Defining dependant and independant variables

In [None]:
x_dataM=np.array(dfEPA[['City MPG','Hwy MPG']])
y_dataM=dfEPA['SmartWay']

Normalizing the data

In [None]:
MinMaxscalerM = MinMaxScaler()  # define min max scaler
x_data_scaledM = MinMaxscaler.fit_transform(x_dataM)  # transform data 

Splitting the data

In [None]:
x_trainM,x_testM,y_trainM,y_testM=train_test_split(x_data_scaledM,y_dataM,test_size=0.25)

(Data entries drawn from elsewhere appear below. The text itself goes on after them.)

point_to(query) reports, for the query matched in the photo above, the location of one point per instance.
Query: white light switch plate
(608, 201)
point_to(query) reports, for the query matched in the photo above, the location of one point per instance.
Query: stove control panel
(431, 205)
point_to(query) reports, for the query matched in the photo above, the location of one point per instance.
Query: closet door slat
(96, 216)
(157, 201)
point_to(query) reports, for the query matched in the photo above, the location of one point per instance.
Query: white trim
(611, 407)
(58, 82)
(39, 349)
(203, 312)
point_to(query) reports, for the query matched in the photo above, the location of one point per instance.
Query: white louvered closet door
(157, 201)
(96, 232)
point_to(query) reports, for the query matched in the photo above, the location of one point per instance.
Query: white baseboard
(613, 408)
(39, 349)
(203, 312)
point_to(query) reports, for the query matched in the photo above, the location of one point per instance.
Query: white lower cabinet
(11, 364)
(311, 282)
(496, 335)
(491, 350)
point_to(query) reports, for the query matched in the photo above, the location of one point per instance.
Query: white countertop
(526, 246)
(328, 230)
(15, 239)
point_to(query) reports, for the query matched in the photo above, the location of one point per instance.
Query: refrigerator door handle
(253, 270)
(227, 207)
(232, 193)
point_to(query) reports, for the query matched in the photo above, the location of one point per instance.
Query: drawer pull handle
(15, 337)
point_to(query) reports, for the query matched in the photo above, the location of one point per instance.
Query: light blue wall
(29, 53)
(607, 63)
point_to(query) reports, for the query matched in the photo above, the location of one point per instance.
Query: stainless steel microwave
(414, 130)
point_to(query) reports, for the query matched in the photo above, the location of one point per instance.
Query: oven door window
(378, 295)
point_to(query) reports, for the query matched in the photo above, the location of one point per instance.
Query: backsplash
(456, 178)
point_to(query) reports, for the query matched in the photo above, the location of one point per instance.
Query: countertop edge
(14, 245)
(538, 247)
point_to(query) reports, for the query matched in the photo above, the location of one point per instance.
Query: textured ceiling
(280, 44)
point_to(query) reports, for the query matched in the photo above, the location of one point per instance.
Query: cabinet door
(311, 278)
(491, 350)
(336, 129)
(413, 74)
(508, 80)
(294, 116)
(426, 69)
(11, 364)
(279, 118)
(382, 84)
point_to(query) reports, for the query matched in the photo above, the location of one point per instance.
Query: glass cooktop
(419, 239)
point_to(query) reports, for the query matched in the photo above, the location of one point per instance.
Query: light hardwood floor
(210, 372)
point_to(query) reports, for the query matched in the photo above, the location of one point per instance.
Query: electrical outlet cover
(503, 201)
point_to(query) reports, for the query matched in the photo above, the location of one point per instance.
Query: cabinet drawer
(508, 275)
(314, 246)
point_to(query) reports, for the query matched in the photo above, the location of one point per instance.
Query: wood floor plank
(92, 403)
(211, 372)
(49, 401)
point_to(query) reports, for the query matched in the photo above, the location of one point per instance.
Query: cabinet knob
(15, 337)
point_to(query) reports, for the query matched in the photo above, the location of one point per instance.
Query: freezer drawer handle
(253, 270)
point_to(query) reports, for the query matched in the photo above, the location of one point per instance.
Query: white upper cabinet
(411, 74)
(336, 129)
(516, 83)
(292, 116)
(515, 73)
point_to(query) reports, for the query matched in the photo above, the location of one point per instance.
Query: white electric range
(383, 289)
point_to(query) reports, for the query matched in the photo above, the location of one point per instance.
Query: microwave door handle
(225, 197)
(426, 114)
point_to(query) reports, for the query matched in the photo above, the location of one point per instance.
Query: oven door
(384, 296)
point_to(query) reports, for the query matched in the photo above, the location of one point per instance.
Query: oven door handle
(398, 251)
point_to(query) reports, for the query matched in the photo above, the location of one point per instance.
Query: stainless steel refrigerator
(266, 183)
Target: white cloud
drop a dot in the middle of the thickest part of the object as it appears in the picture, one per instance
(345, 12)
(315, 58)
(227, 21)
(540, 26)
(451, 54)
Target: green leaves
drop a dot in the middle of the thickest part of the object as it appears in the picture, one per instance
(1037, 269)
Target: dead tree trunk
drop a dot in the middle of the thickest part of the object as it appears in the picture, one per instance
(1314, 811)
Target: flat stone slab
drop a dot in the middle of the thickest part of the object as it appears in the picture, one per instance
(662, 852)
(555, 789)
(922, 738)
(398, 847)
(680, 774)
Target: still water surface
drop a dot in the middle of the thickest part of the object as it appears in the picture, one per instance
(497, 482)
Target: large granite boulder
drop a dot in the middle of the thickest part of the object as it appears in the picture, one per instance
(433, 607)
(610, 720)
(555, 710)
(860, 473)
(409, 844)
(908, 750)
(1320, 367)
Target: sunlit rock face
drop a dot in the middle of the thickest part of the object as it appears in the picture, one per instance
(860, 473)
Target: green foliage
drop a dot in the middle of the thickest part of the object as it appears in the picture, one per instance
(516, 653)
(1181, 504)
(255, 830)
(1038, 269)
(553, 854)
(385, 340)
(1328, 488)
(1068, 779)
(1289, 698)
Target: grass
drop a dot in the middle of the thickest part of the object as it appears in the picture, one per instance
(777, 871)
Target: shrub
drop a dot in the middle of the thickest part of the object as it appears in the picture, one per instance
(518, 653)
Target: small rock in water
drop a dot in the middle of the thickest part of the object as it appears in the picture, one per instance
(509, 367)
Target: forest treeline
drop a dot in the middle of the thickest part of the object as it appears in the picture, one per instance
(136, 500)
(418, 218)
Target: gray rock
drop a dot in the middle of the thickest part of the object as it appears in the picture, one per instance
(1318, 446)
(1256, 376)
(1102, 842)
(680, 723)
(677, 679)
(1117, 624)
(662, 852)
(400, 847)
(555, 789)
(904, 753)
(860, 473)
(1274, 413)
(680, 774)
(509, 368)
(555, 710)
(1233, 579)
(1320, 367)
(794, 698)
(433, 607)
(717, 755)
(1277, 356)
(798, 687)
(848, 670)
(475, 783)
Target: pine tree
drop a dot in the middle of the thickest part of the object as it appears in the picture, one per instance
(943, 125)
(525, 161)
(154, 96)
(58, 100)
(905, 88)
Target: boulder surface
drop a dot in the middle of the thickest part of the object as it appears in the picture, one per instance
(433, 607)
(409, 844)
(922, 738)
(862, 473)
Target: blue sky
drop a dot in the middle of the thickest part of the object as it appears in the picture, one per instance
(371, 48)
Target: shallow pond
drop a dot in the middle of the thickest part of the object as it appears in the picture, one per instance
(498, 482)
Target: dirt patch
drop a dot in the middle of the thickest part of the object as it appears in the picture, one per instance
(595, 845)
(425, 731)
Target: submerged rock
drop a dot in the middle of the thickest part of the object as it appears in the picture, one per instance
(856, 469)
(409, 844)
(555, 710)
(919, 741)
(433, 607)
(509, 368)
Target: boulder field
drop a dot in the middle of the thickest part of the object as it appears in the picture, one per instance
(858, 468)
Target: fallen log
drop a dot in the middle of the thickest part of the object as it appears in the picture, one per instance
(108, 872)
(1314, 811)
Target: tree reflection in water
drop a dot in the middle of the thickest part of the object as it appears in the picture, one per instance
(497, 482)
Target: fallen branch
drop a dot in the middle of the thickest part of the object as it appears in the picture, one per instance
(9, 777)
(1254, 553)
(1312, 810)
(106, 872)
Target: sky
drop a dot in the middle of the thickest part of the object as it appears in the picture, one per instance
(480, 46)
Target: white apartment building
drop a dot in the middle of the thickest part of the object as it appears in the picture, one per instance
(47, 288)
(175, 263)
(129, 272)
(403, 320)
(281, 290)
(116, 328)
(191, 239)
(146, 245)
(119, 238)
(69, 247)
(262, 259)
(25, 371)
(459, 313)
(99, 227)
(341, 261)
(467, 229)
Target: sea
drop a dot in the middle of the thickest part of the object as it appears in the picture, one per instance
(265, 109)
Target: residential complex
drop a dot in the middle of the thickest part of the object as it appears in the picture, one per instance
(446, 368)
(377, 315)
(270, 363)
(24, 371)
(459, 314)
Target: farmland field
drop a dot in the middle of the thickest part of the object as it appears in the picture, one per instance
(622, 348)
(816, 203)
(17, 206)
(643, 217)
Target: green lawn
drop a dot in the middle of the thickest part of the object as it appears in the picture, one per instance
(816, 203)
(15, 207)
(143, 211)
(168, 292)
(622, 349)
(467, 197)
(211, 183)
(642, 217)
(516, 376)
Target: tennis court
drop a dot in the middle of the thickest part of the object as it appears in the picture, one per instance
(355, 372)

Creating a logistic regression object

In [None]:
lrM = LogisticRegression(max_iter=500)

Trainig the model

In [None]:
lrM.fit(x_trainM,y_trainM)

Making predictions

In [None]:
yhatTestM=lrM.predict(x_testM)
yhatTrainM=lrM.predict(x_trainM)

In [None]:
yhatTestM[:2]

And finding the probability for each class (optional)

In [None]:
print('Order of the classes',lrM.classes_)
yhatTestM_prob = lrM.predict_proba(x_testM)
yhatTestM_prob[:2]

### 4.2 Model Evaluation <a name="MultModelEval"></a>

We can use some of the evaluation metrics to assess the performance of our model. Here, let's just look at accuracy and confusion matrix.

In [None]:
from sklearn.metrics import accuracy_score
from sklearn.metrics import confusion_matrix
from sklearn.metrics import ConfusionMatrixDisplay

In [None]:
acc_scoreTrainM = accuracy_score(y_trainM,yhatTrainM)
acc_scoreTestM = accuracy_score(y_testM,yhatTestM)
print(f'The accuracy for training data is {acc_scoreTrainM:0.3f}')
print(f'The accuracy for the test data is {acc_scoreTestM:0.3f}')

In [None]:
CM_scoreTrainM = confusion_matrix(y_trainM,yhatTrainM)   # possible option normalize='true'
CM_scoreTestM = confusion_matrix(y_testM,yhatTestM)   # possible option normalize='true'

dispTrM=ConfusionMatrixDisplay(CM_scoreTrainM, display_labels=lrM.classes_)
dispTrM.plot()
dispTsM=ConfusionMatrixDisplay(CM_scoreTestM, display_labels=lrM.classes_) 
dispTsM.plot()

## 5 Final Comments <a name="FinalComments"></a>

- Classification is the problem of predicting the right label for a given input and it is different from regression where the labels are continuous variables.

- The right way to think about classification is as carving feature space into regions, so that all the points within any given region are destined to be assigned the same label.

- Sigmoid function take a real-value input $-\infty < x< \infty$ and produces a value ranging over [0,1], .i.e probability.